I’ve said many times that I don’t much care for political oratory. In my lifetime, I don’t recall any political speech that interested me at the time, although in retrospect I would rate some of Reagan’s as quite good. But I think Lincoln and Churchill were geniuses of the art, with Churchill maybe edging out Lincoln but just by a hair.
Yesterday I had occasion to quote this famous 1940 speech of Churchill’s, and it got me to thinking:
Upon this battle depends the survival of Christian civilization. Upon it depends our own British life, and the long continuity of our institutions and our Empire. The whole fury and might of the enemy must very soon be turned on us. Hitler knows that he will have to break us in this Island or lose the war. If we can stand up to him, all Europe may be free and the life of the world may move forward into broad, sunlit uplands. But if we fail, then the whole world, including the United States, including all that we have known and cared for, will sink into the abyss of a new Dark Age made more sinister, and perhaps more protracted, by the lights of perverted science. Let us therefore brace ourselves to our duties, and so bear ourselves that, if the British Empire and its Commonwealth last for a thousand years, men will still say, “This was their finest hour.”

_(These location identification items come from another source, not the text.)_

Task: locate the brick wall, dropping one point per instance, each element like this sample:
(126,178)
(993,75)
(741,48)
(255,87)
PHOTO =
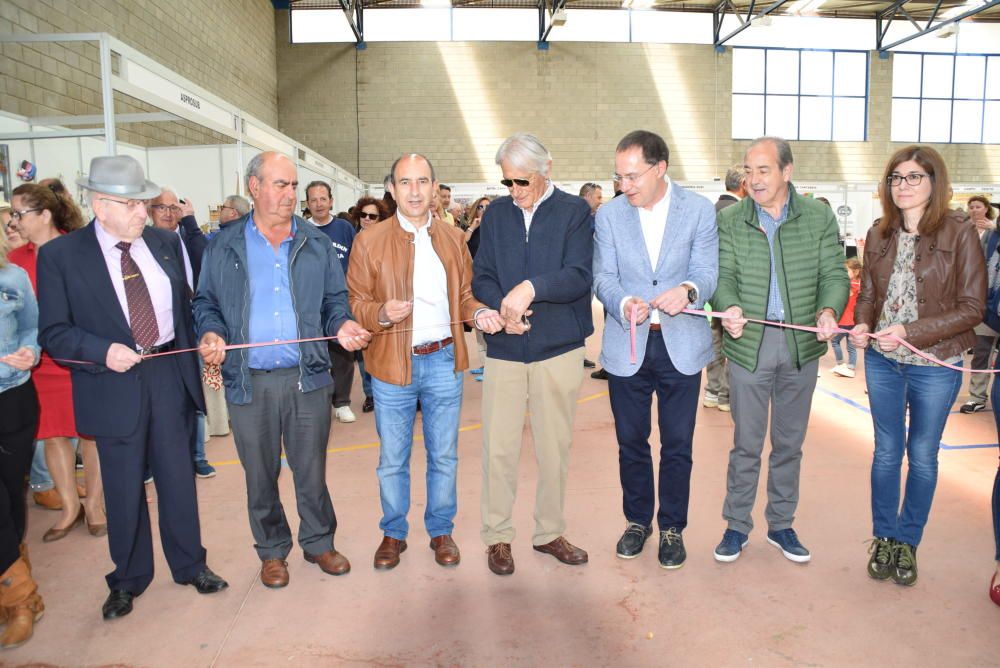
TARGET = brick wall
(224,46)
(457,101)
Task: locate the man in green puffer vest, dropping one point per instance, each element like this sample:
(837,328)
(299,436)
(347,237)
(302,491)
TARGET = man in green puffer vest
(779,260)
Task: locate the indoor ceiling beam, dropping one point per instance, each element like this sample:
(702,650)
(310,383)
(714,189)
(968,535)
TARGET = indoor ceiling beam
(719,13)
(545,13)
(354,13)
(884,19)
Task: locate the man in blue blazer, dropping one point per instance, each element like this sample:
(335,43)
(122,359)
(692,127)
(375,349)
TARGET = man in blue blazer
(655,253)
(111,295)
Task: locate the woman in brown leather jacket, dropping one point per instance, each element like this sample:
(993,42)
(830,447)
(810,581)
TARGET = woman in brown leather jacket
(924,282)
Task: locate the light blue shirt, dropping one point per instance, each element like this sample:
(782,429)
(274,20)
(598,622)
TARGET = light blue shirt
(775,307)
(18,323)
(272,313)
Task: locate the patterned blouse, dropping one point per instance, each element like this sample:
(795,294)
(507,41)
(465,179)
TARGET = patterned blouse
(901,300)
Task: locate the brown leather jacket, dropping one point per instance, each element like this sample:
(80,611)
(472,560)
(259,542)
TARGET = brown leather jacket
(951,286)
(381,268)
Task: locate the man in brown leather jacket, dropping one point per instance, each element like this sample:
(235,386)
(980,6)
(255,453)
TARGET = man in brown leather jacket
(410,282)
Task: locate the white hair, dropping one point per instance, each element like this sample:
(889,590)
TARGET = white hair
(524,151)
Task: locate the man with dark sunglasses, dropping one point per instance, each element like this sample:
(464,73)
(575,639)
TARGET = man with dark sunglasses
(534,261)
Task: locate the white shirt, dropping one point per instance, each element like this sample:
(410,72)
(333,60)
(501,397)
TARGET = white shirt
(530,213)
(157,281)
(431,316)
(653,223)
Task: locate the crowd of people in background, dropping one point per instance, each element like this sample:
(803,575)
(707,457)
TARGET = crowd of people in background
(395,283)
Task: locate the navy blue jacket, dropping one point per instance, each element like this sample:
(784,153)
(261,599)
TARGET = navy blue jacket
(341,233)
(556,257)
(195,242)
(80,317)
(319,293)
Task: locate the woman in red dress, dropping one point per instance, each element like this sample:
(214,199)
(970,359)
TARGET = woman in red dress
(40,216)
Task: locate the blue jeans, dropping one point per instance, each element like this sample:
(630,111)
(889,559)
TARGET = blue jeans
(995,399)
(366,378)
(930,392)
(40,480)
(852,352)
(439,389)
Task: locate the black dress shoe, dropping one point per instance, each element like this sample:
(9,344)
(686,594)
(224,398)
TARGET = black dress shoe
(672,553)
(632,541)
(118,604)
(207,582)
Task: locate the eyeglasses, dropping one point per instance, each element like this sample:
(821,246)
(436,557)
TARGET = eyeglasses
(130,204)
(631,178)
(18,215)
(163,208)
(912,179)
(510,183)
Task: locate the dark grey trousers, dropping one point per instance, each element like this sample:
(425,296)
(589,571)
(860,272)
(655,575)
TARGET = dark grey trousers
(342,370)
(280,413)
(787,392)
(979,383)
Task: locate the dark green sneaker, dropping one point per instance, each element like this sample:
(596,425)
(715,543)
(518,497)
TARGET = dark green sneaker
(904,570)
(882,551)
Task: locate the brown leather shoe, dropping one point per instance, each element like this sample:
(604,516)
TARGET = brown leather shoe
(49,499)
(387,554)
(445,551)
(500,560)
(564,551)
(274,573)
(330,562)
(54,534)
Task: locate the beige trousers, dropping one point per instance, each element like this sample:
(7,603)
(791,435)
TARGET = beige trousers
(216,412)
(548,390)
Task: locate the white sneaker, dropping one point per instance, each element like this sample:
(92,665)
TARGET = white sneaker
(345,414)
(843,370)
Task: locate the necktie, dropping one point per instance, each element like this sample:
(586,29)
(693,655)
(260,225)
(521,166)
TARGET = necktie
(141,315)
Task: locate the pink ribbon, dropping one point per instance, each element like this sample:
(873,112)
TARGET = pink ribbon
(633,357)
(839,330)
(631,318)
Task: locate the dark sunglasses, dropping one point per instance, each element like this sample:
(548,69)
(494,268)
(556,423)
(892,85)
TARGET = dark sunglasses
(510,183)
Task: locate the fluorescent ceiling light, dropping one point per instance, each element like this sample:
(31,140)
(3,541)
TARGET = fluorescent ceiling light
(805,7)
(961,9)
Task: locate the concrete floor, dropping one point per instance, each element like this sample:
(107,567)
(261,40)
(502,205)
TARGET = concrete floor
(760,610)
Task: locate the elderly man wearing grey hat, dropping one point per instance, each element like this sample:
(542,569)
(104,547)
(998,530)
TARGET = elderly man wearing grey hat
(116,301)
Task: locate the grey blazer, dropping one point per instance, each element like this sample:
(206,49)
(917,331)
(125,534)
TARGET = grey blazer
(689,251)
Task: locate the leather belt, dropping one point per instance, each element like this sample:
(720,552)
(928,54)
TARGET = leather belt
(154,350)
(432,347)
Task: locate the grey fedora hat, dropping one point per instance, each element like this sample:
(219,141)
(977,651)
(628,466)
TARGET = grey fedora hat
(120,175)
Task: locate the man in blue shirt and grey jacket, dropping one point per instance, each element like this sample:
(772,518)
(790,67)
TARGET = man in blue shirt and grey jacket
(266,278)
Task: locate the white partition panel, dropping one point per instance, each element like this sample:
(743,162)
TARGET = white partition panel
(193,171)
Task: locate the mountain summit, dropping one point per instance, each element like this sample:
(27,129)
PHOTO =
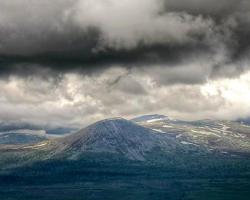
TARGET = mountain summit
(114,136)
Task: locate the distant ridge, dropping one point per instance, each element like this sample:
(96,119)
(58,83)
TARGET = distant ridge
(149,118)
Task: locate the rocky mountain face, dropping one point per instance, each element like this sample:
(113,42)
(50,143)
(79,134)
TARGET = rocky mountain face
(117,136)
(226,137)
(143,139)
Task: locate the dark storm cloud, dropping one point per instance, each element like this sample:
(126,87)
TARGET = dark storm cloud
(69,35)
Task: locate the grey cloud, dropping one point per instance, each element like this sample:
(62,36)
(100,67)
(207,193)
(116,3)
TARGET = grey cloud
(86,35)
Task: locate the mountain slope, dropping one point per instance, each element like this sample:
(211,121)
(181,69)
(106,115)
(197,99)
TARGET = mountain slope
(226,137)
(118,136)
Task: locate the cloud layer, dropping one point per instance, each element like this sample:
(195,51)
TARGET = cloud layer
(76,61)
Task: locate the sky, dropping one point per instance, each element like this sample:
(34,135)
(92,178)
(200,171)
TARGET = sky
(72,62)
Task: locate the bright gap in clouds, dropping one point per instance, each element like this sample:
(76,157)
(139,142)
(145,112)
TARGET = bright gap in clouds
(77,100)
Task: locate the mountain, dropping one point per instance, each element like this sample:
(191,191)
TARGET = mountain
(150,118)
(20,138)
(118,136)
(226,137)
(122,159)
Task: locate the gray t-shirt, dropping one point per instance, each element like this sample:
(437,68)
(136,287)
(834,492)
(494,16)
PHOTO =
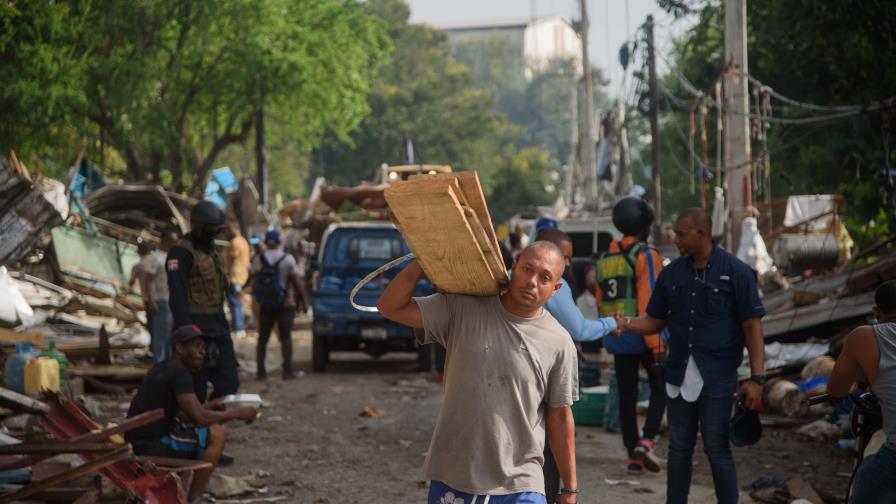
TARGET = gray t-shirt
(501,372)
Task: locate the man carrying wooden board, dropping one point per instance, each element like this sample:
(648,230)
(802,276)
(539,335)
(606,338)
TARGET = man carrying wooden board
(512,376)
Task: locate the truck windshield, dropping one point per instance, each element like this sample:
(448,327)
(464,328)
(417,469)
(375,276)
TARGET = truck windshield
(370,248)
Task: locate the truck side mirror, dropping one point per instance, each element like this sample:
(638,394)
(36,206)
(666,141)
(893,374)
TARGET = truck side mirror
(354,250)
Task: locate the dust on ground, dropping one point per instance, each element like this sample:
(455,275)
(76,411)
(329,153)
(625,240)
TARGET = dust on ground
(319,449)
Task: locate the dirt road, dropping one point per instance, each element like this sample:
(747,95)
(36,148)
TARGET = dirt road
(319,449)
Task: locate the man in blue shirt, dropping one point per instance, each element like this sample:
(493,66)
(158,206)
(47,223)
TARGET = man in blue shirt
(563,307)
(709,302)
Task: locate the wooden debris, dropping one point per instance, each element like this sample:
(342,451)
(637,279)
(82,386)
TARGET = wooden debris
(372,412)
(87,468)
(446,223)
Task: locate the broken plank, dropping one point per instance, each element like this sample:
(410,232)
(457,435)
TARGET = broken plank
(472,190)
(21,403)
(92,437)
(430,217)
(52,481)
(56,447)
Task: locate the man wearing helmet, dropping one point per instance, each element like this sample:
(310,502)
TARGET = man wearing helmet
(197,288)
(625,278)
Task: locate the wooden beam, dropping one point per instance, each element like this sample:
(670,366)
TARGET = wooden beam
(21,403)
(472,190)
(56,447)
(52,481)
(92,437)
(430,216)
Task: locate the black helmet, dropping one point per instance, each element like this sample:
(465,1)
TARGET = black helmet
(632,216)
(206,220)
(745,428)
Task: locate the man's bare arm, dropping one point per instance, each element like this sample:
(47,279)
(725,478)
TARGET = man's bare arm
(561,437)
(396,302)
(755,343)
(196,413)
(848,369)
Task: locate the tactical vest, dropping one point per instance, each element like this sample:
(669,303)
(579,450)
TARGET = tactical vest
(206,281)
(615,273)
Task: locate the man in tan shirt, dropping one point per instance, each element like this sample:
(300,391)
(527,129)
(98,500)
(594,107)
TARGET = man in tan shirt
(236,265)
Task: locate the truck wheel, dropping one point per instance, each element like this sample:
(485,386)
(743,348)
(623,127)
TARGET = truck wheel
(320,353)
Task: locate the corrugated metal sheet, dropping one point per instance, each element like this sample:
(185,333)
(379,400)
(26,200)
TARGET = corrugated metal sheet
(25,212)
(96,261)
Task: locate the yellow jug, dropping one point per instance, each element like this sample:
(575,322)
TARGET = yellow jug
(41,375)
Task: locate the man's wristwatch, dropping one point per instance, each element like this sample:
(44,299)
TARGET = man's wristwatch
(760,379)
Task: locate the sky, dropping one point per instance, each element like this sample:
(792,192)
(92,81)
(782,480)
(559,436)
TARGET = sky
(612,22)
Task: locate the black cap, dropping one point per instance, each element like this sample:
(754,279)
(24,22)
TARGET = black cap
(632,216)
(186,333)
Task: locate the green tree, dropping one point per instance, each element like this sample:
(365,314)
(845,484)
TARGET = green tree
(169,85)
(424,95)
(42,73)
(827,53)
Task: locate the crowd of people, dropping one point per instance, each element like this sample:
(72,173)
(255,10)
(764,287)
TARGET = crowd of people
(185,285)
(505,432)
(686,324)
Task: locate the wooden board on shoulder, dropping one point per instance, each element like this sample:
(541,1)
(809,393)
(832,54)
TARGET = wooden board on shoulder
(451,237)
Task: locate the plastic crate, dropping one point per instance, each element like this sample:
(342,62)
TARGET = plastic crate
(589,409)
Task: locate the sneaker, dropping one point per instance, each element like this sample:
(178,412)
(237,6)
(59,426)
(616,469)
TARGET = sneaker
(645,454)
(225,460)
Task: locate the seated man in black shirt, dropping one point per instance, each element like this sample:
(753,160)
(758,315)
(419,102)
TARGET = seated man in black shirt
(189,429)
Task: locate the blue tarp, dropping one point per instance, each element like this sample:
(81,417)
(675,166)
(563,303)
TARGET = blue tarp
(221,183)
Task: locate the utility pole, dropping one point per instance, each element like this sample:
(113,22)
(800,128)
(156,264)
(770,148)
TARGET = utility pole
(588,154)
(737,138)
(261,161)
(571,166)
(654,127)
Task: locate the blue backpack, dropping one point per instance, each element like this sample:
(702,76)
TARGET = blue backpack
(268,290)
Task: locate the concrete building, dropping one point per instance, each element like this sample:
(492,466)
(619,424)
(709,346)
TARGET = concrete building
(539,39)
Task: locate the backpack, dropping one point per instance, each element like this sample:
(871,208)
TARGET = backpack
(268,290)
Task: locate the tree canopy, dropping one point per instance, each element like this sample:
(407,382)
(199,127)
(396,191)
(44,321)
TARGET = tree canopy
(166,86)
(825,53)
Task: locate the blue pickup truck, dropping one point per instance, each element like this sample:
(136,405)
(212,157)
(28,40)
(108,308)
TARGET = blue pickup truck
(348,253)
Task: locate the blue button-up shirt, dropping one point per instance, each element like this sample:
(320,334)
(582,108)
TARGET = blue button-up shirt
(703,313)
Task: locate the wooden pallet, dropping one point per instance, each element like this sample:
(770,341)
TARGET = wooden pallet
(445,220)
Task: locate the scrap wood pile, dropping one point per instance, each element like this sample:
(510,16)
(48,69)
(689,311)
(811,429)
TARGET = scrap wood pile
(806,325)
(72,336)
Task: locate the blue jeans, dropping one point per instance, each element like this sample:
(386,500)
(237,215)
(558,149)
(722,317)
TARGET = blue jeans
(161,327)
(440,493)
(236,309)
(875,483)
(710,413)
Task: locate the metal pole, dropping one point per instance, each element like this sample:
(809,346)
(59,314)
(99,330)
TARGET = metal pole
(588,154)
(261,159)
(654,126)
(737,139)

There are so many things about that speech that would never be said today. The first is a statement about the Western world that characterizes it as “Christian civilization.” The second is the idea of Empire as something of which to be proud; even in Churchill’s time, speaking that way was somewhat of an anomaly and he was considered an old-fashioned throwback. But he was the throwback Britain – and the West – needed at the time. And the idea the speech conveys of World War II as a nearly apocalyptic crisis, pitting the forces of good against evil, was actually not an exaggeration.
But it’s this sentence that seems so apropos to me: “But if we fail, then the whole world, including the United States, including all that we have known and cared for, will sink into the abyss of a new Dark Age made more sinister, and perhaps more protracted, by the lights of perverted science.” Does it not feel as though we’re on the brink of something like that now, only not from an external enemy but from internal weakness? A sort of cultural, moral, and spiritual suicide being committed by the West? And science has only become more and more advanced as well as more “perverted” in its uses, particularly the propaganda and surveillance and control made possible by the internet.
It’s certainly not our finest hour. But we can hope that our finest hour will come – perhaps in some way we can’t foresee – and that we’ll measure up to it. And let us also fervently hope it doesn’t involve carnage, unlike the terrible catastrophic bloodbath that was World War II.